As a result, as shown in Fig. 11, the p53 wild-type R cell line exhibited the maximum oxygen consumption (the maximum oxygen consumption was the difference in the OCR value when the rotenone / antimycin A was treated at the OCR value when FCCP was treated) , But it was confirmed that the maximum amount of oxygen consumption was significantly lower in the p53 mutant or absent R cell line than that of the parent cell.

4-2: Observation of mitochondrial morphology

It is known that the morphological changes of the mitochondria are closely related to the function of the mitochondria and maintenance of their homeostasis, and the morphological changes of the mitochondria are induced by the radiation stress. Therefore, whether or not the p53 mutant or non-p53 mutant cell line was increased compared to the parent cell through mitochondrial damage by radiation was confirmed by the following method.

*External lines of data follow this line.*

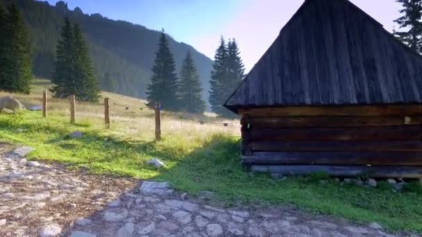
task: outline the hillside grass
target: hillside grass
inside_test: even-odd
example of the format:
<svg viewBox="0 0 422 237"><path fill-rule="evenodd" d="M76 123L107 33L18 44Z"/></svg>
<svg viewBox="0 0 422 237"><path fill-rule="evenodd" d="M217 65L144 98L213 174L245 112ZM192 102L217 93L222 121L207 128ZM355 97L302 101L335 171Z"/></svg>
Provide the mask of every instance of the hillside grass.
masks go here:
<svg viewBox="0 0 422 237"><path fill-rule="evenodd" d="M25 103L40 97L19 96ZM162 120L162 140L155 141L149 109L132 114L116 109L112 128L106 130L101 113L95 111L102 109L101 104L78 105L76 124L69 123L67 100L52 101L47 119L42 118L40 112L0 114L0 139L34 147L31 159L65 163L97 173L167 181L192 195L213 191L226 205L292 204L357 222L376 222L391 230L422 232L422 191L416 184L394 193L385 183L376 188L341 185L334 179L322 184L320 179L327 177L321 174L285 180L266 174L250 175L240 164L239 127L235 123L228 127L200 125L168 113ZM67 135L74 130L84 137L69 139ZM152 157L160 158L167 167L147 165Z"/></svg>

Specifically, cells were fixed with 2.5% (v / v) glutaraldehyde in 150 mM cacodylate buffer, exposed to 2% (w / v) osmium tetroxide for 1 hour at 4 ° C, acetate was used for block staining. Then, dehydrated in an ethanol series (70, 80, 90, 96, 100% ethanol) and impregnated with spurr's resin series (Spurr / ethanol 1: 1, 2: 1, 100%, Sigma-aldrich EM0300) For 8 hours. Embedded cells were cut with a diamond knife in an ultramicrotome (MTX-L, RMC). The sections were directly mounted on 150 mesh copper grids (Gilder, G200), stained with 50% (v / v) methanol, 2% (w / v) uranyl acetate for 20 min and stained with Reynold's lead citrate for 10 min. Grids were observed at a magnification of 2 μm using a JEOL JEM1400 electron microscope (FRED HUTCH Research Institute, Seattle, Wash.) At 120 kV.

As a result, as shown in Fig. 12, the ratio of abnormal mitochondria among the whole mitochondria was about two times higher than that of the parental cells of the R cell line without p53.

4-3: Mass of mitochondria and ROS  (Reactive oxygen species)

The quantitative changes of mitochondrial mass and ROS produced only in mitochondria were confirmed in order to confirm the change of function of cancer cell mitochondria by irradiation. Although the function of mitochondrion was inhibited in cells expressing p53 null form However, in order to confirm whether or not ATP is maintained through the glycolysis shift, an experiment for confirming total ATP expression level was performed as follows.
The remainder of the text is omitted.